Aux Éditions de l’Université Libre de Bruxelles, dans «ChatGPT», le directeur du Centre d’intelligence artificielle (IRIDIA) de l’ULB analyse ce «Groupement Participation Totalité» qui enthousiasme des dizaines de millions d’utilisateurs. Pour l’information qu’il véhicule. Sa créativité.

Se retrouver au chômage

Le professeur d’informatique et de programmation à l’École polytechnique et à la Solvay Business School de l’ULB pense que «ChatGPT, et de manière plus générale ces larges modèles de langage dont il est l’un des représentants les plus célèbres, devrait révolutionner de manière irréversible les métiers de la traduction, du journalisme, du droit, du marketing, de l’éducation. Mettre au chômage les scénaristes, les écrivains, les professeurs, les avocats. Et sans scrupule, les informaticiens qui lui ont pourtant permis d’exister».

«Si d’aucuns y voient un grand pas pour l’humanité, cela reste malgré tout un pas plutôt modeste pour la science des algorithmes, une recette de résolution de problèmes. Et, notamment, des réseaux de neurones, modèle de notre fonctionnement cérébral très caricaturé et simplifié.»

Naissance de l’IA

En 1956, au Dartmouth College dans le New Hampshire aux États-Unis, quatre scientifiques appellent leur projet de recherche d’été «Artificial Intelligence». Au menu, la maîtrise des langues, écrites et parlées. Compréhension et production de textes, traductions, résumés, recherches et indexations d’informations, dialogues automatisés.

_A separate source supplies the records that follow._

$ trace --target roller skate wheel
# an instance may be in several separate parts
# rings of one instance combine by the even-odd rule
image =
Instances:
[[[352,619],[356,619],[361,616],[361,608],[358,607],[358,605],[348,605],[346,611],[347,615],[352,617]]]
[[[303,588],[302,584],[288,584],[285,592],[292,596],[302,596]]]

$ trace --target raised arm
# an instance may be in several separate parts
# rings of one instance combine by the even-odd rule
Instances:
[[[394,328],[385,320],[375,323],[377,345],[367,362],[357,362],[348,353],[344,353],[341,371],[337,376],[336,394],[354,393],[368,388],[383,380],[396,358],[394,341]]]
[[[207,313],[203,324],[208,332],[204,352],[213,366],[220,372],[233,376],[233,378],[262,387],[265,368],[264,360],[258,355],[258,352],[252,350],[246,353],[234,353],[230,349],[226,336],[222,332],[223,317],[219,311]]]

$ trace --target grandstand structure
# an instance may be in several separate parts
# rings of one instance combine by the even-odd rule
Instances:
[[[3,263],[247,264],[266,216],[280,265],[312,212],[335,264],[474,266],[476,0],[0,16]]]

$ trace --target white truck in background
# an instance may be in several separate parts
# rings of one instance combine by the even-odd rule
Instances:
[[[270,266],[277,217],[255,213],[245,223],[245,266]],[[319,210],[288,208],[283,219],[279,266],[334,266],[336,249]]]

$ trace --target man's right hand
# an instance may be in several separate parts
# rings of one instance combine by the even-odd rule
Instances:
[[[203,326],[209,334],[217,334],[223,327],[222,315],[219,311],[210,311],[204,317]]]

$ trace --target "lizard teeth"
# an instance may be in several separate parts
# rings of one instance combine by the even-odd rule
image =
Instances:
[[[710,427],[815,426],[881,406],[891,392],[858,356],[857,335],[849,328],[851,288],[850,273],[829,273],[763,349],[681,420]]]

Selon le membre de la Classe technologie et société de l’Académie royale de Belgique, «les logiciels de type chatbot (agent conversationnel en français) sont l’une des réalisations les plus utiles, impressionnantes et omniprésentes de l’IA. Dès les origines de l’IA, durant les années 1970 et 1980, une algorithmique du traitement des langues a vu le jour sous l’impulsion de pionniers formidables. Notamment des linguistes étatsuniens Noam Chomsky et Roger Schank.»

ChatGPT déboule

En 2017, huit chercheurs rédigent un des articles les plus cités sur l’IA: «Attention is all you need», «L’attention est tout ce dont vous avez besoin». Les géants du web, Google en particulier, délocalisent une large part de la recherche en IA hors des milieux académiques. Cela explique pour Hugues Bersini «la dépendance croissante des étudiants aux librairies et outils logiciels que ces géants mettent à leur disposition. Leurs données, leurs réseaux de neurones et leur puissance de calcul qu’aucun académique ne pourrait acquérir à titre personnel. »

Pour le conférencier au Collège Belgique, «on ne doit dès lors pas s’étonner de l’attraction qu’exercent ces mégaentreprises, qui peuvent se permettre de n’engager que les meilleurs, sur les futurs génies de l’IA.»

L’entreprise OpenAI de San Francisco sort ChatGPT en 2022. «Ce logiciel furieux n’a que faire des règles, et d’ailleurs s’en moque», relève le Pr Bersini. «Et c’est confondant, car pour lui, toutes ces suites de mots, la syntaxe qui les assemble et la sémantique qui les sous-tend se trouvent numérisées dans de gigantesques réseaux de neurones d’une nouvelle génération. Plus complexe, mais aussi plus gourmande sur le plan énergétique.»

Inquiétudes

Hugues Bersini exprime ses inquiétudes quant à l’avenir de l’IA. Avec, notamment, la remise en question de l’enseignement, de la recherche, des «droits d’auteur». La voracité énergivore des outils logiciels qui augmente les émanations de CO2. Nécessite des lacs entiers pour refroidir leurs infrastructures.

«La meilleure manière de guider et de limiter ce processus dans l’infini registre des modèles mathématiques ou logiques passe par le raisonnement», conclut le chercheur. «Les connaissances accumulées depuis des millénaires dans un cerveau précablé depuis l’origine des temps. Pour mieux faire face au monde qui l’entoure.»